Gery Chico, former chief of staff to Richard M. Daley, touted his “record of performing whenever I’ve been asked to serve.”
One place Chico served was in Burke’s Finance Committee during the Council Wars of the 1980s. And he accepted Burke’s endorsement before the alderman’s legal troubles started.
On Thursday, Chico said he supported reducing aldermanic privilege over zoning changes and licensing within their wards.
“Every piece of data that affects a city contract should be published on the city website,” Chico said.
Absent from the forum at Steinmetz College Prep was Preckwinkle, who is indirectly mentioned in the criminal complaint against Burke. The alderman allegedly muscled a Burger King franchisee to donate to Preckwinkle’s campaign committee.
Lawyer Jerry Joyce Jr. showed up for the final 30 minutes of the 90-minute forum.
The 12 candidates showed up on time all said “yes” when asked if they supported a ban on alderman earning an outside income beyond their City Hall paychecks. The feds say Burke was trying to funnel business to his property tax appeal law firm.
But candidates were split on whether Burke should resign from the 14th Ward post he’s held for five decades.
Daley and Chico said it’s up to Burke himself. Former Ald. Bob Fioretti, ex-Chicago Police Supt. Garry McCarthy and state Rep. La Shawn Ford said he shouldn’t give up his office.
Mendoza, Cook County Circuit Court Clerk Dorothy Brown, Austin Chamber of Commerce director Amara Enyia and DePaul grad John Kozlar all said Burke should resign, while former Chicago Public Schools CEO Paul Vallas and former federal prosecutor Lori Lightfoot said 14th Ward voters should decide his fate.

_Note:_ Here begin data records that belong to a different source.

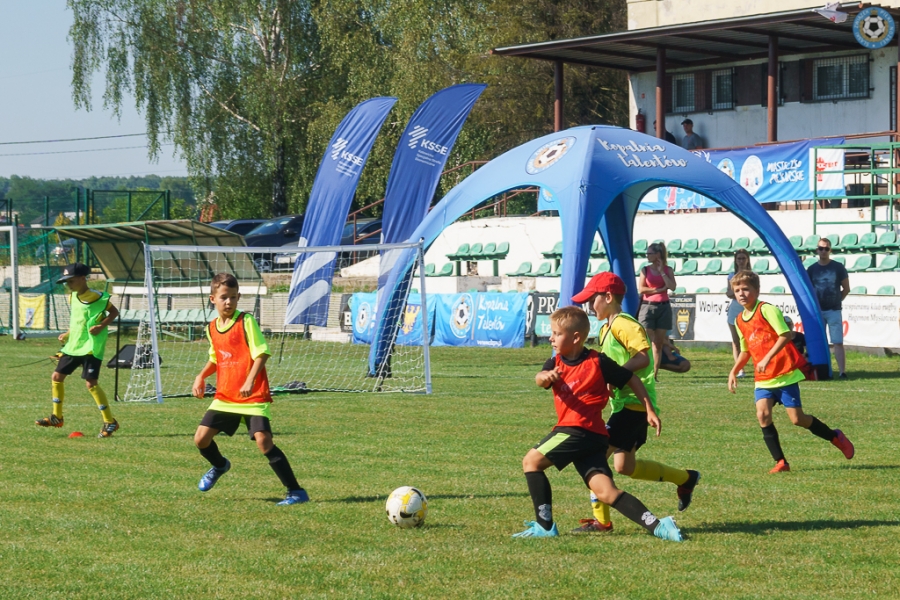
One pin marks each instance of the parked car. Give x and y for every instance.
(238, 226)
(279, 231)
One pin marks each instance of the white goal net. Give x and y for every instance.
(331, 355)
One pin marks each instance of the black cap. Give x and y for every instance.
(74, 270)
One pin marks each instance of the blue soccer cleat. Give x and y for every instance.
(667, 530)
(212, 476)
(535, 530)
(295, 497)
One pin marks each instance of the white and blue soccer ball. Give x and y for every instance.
(406, 507)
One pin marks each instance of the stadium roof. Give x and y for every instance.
(705, 43)
(119, 248)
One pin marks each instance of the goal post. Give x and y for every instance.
(329, 352)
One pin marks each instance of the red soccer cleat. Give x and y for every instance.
(780, 467)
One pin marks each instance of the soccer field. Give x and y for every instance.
(122, 517)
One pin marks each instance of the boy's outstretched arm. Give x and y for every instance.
(743, 359)
(200, 382)
(637, 386)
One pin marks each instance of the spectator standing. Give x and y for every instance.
(832, 284)
(690, 141)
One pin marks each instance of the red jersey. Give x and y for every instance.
(233, 364)
(581, 392)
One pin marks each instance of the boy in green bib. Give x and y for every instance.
(85, 343)
(624, 340)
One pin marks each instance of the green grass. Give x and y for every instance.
(122, 518)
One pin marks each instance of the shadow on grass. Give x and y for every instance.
(767, 527)
(383, 498)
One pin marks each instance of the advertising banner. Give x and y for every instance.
(327, 209)
(480, 319)
(772, 173)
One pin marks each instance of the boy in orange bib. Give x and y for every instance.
(237, 355)
(766, 338)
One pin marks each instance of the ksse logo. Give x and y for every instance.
(338, 152)
(418, 133)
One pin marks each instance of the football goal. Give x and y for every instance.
(318, 327)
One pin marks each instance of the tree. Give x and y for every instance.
(228, 81)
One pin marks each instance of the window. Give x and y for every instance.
(683, 93)
(723, 89)
(841, 78)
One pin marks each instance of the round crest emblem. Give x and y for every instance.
(547, 155)
(873, 28)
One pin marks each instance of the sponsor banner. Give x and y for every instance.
(683, 316)
(327, 208)
(32, 311)
(541, 305)
(773, 173)
(480, 319)
(869, 321)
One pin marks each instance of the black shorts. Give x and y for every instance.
(90, 366)
(627, 429)
(580, 447)
(228, 423)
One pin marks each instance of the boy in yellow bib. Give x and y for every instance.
(85, 344)
(624, 340)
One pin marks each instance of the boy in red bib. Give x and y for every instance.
(766, 338)
(579, 379)
(237, 355)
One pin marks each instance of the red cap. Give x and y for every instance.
(600, 284)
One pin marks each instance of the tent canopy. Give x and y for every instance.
(119, 248)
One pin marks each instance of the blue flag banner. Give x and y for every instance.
(773, 173)
(362, 314)
(480, 319)
(329, 204)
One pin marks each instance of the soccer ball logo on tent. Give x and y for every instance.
(546, 156)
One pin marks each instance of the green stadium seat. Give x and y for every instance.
(862, 263)
(688, 268)
(724, 246)
(543, 270)
(712, 267)
(524, 270)
(757, 247)
(556, 252)
(847, 243)
(889, 263)
(461, 253)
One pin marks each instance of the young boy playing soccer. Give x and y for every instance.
(579, 379)
(238, 355)
(624, 340)
(765, 337)
(85, 344)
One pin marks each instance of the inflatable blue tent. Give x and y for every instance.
(597, 176)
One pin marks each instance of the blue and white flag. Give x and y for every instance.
(326, 212)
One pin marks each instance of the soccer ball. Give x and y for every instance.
(406, 507)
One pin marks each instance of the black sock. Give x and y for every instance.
(212, 454)
(279, 463)
(770, 435)
(635, 510)
(822, 430)
(541, 496)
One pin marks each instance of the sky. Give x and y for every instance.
(36, 105)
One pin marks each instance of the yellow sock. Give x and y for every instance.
(58, 389)
(648, 470)
(100, 398)
(601, 511)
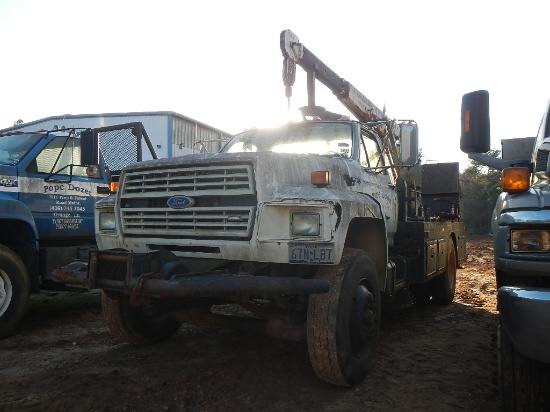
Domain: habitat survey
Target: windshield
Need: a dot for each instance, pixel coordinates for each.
(320, 138)
(14, 147)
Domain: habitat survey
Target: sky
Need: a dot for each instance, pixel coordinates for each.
(219, 61)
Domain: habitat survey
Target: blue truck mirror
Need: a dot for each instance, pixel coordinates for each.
(475, 134)
(89, 148)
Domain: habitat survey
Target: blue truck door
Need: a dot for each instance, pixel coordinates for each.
(59, 193)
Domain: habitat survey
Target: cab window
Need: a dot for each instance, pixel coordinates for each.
(57, 158)
(371, 155)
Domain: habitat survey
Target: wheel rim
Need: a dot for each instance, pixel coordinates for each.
(362, 320)
(6, 292)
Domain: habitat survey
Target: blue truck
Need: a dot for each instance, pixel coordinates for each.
(521, 233)
(48, 190)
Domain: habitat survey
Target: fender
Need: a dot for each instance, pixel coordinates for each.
(12, 209)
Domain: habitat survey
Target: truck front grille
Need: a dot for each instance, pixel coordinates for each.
(223, 202)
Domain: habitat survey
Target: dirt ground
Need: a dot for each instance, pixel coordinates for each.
(62, 358)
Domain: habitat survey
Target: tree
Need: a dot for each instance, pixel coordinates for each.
(480, 189)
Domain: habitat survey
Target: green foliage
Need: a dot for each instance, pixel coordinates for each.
(480, 189)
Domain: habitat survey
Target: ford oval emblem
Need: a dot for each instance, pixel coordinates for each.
(180, 202)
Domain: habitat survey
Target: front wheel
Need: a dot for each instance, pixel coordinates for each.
(523, 382)
(137, 325)
(443, 287)
(15, 289)
(343, 325)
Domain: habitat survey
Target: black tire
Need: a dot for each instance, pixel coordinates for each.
(137, 325)
(523, 382)
(15, 289)
(443, 287)
(343, 325)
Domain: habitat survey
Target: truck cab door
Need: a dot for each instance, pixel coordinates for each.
(376, 181)
(60, 193)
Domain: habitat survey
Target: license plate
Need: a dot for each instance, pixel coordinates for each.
(317, 252)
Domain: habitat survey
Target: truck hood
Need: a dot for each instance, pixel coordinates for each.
(277, 175)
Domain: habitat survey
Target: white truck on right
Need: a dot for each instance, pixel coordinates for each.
(521, 234)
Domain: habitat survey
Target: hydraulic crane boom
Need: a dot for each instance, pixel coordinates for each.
(295, 52)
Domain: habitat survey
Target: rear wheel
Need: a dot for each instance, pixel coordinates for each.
(443, 287)
(137, 325)
(343, 324)
(15, 290)
(523, 382)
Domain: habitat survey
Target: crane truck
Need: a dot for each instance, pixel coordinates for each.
(520, 225)
(47, 201)
(306, 229)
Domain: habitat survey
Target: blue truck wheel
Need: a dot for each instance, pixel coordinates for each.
(14, 290)
(523, 381)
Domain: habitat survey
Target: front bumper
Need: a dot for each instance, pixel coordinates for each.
(525, 315)
(129, 273)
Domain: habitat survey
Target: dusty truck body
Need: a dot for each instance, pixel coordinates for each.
(521, 234)
(306, 228)
(47, 203)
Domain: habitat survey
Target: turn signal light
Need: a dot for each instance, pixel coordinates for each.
(320, 179)
(515, 179)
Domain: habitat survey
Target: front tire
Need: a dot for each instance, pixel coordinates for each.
(15, 289)
(137, 325)
(343, 325)
(523, 382)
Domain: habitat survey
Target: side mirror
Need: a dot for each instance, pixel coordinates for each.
(475, 135)
(89, 148)
(408, 140)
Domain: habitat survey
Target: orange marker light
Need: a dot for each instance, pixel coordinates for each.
(320, 179)
(467, 121)
(515, 179)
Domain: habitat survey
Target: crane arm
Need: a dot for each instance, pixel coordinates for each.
(295, 52)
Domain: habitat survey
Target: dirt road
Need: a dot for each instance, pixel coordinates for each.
(63, 358)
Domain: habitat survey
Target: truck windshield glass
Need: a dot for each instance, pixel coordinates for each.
(61, 157)
(14, 147)
(325, 139)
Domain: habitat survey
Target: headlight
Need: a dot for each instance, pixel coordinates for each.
(305, 224)
(530, 241)
(107, 221)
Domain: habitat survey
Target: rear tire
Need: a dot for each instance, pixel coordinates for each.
(343, 325)
(15, 289)
(137, 325)
(523, 382)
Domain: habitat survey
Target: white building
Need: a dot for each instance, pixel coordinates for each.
(171, 134)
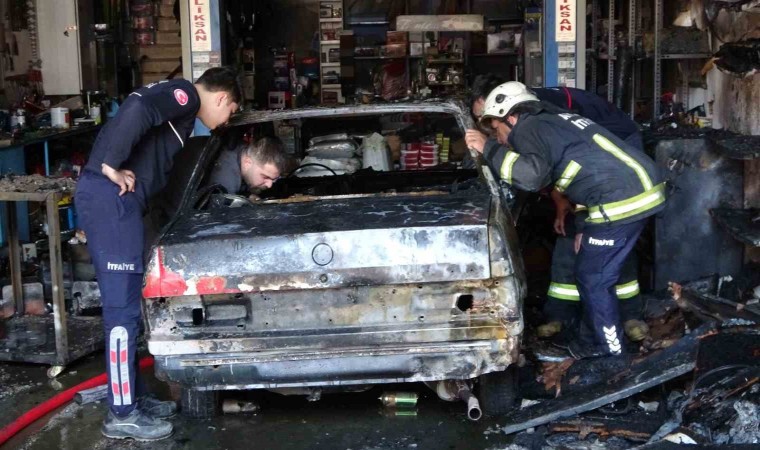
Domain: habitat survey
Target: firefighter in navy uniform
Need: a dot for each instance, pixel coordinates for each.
(129, 162)
(561, 308)
(618, 184)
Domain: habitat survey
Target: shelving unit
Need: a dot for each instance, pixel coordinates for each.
(329, 39)
(635, 32)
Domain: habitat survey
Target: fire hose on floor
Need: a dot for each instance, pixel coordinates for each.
(56, 401)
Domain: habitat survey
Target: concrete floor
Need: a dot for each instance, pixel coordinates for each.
(355, 421)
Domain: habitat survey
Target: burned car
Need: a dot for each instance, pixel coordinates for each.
(340, 281)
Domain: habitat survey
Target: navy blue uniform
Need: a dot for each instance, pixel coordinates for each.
(618, 184)
(149, 129)
(594, 107)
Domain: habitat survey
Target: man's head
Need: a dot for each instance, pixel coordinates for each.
(221, 95)
(504, 105)
(262, 162)
(481, 87)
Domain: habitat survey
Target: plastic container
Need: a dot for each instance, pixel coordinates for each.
(59, 118)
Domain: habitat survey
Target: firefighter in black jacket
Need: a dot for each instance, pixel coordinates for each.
(129, 162)
(561, 308)
(618, 184)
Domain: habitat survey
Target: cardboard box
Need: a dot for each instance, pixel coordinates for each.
(396, 37)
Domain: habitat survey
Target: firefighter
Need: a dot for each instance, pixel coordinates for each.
(253, 167)
(618, 185)
(129, 162)
(561, 307)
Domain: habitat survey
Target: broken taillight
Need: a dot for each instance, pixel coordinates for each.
(160, 282)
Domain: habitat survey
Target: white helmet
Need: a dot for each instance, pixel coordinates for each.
(506, 96)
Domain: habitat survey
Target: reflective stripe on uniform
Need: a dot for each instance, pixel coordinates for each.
(627, 290)
(629, 207)
(567, 176)
(570, 291)
(506, 167)
(564, 292)
(618, 153)
(118, 339)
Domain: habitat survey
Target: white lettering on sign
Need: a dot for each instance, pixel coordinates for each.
(566, 21)
(120, 266)
(601, 242)
(200, 26)
(578, 121)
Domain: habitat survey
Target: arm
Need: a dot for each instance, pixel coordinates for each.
(563, 208)
(528, 168)
(144, 110)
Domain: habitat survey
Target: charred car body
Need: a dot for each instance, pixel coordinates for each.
(339, 281)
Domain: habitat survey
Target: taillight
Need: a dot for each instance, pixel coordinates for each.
(160, 282)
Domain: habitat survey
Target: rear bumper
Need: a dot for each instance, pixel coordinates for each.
(391, 364)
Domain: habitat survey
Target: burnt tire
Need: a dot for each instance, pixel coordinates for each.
(497, 392)
(200, 404)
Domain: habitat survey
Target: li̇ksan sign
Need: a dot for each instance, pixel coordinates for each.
(566, 21)
(200, 26)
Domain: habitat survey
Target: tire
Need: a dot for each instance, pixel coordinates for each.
(497, 392)
(200, 404)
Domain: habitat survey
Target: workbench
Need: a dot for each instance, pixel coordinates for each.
(13, 160)
(58, 339)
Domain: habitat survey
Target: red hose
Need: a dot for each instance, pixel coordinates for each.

All 12 said they support term limits for aldermen.
It was a largely civil debate with virtually no verbal sparring between those who attended.
Chico pounced on Mendoza during introductions in one of the few barbed encounters of the forum, which was hosted by WGN News and Ald. Gilbert Villegas (36th).
“What I see right now from people like Toni Preckwinkle and Sue Mendoza is raising taxes. We are not an ATM machine for lazy government,” Chico said.
“Just to be clear, Gery, it’s ‘Susana,’ ” Mendoza said in turn. “The ‘s’ is not silent, and neither am I.”
The organizers kept the 90-minute forum moving, limiting the 13 candidates eventually participating to one-minute answers and asking a series of “lightning rounds” requiring one-word answers.
Most — except for Enyia —said they support a Chicago casino, and all were in favor of legalizing and taxing marijuana.
“At the risk of getting hounded by my mother tonight who is watching, yes,” Vallas said.
“Yes,” businessman Willie Wilson said, “because everybody is going to be smoking it anyway.”